I believed I couldn’t say no to my husband because I too believed he would get mad and take it out on the kids or me and then the whole house would be left in a mess. This was my job wasn’t it? To keep the peace and protect the kids?  I thought so. My husband isn’t a violent man at all. He has never used physical force on me, our children, or anyone else for that matter. So you may ask, why was I afraid? When he raised his voice - that was enough for me. At times his energy filled the room with anger. This is what kept me from speaking my truth and it was enough to control me. This mirrored my father’s behaviour and this is when I learned to be controlled by a fear of confrontation. 
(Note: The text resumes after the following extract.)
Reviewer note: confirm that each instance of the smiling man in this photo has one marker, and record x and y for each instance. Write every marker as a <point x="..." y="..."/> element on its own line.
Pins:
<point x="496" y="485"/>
It goes even deeper for me. I believe in past lives.  I discovered, through past life regression, that I was killed for speaking out in one of my former lifetimes. So for me, the fear was even more intense. What I believe is this: we come into this world with wounded egos that need to heal (sometimes from previous lifetimes and some accumulated from this lifetime) and it’s our sole responsibility to be a detective in our own lives to find out what those wounds are in order to move forward.

I was fascinated to discover that I created my situations from my own behaviour and beliefs. Once I discovered this and grew conscious of my beliefs I could then change them, it seemed my husband would then have to make a conscious choice to accept my new way of being, as I had changed.  I discovered that to become empowered was to simply embody the truth of who I am and I had to make the choice to step into all of me.

Ask yourself, how many times in your life have you said yes when you really wanted to say no? But because it would have upset your husband (or partner) and he may have taken that out on you or your kids - you just said yes to keep the peace.  In the past, I would rather sacrifice myself than our children, so I would say yes when I wanted to say no.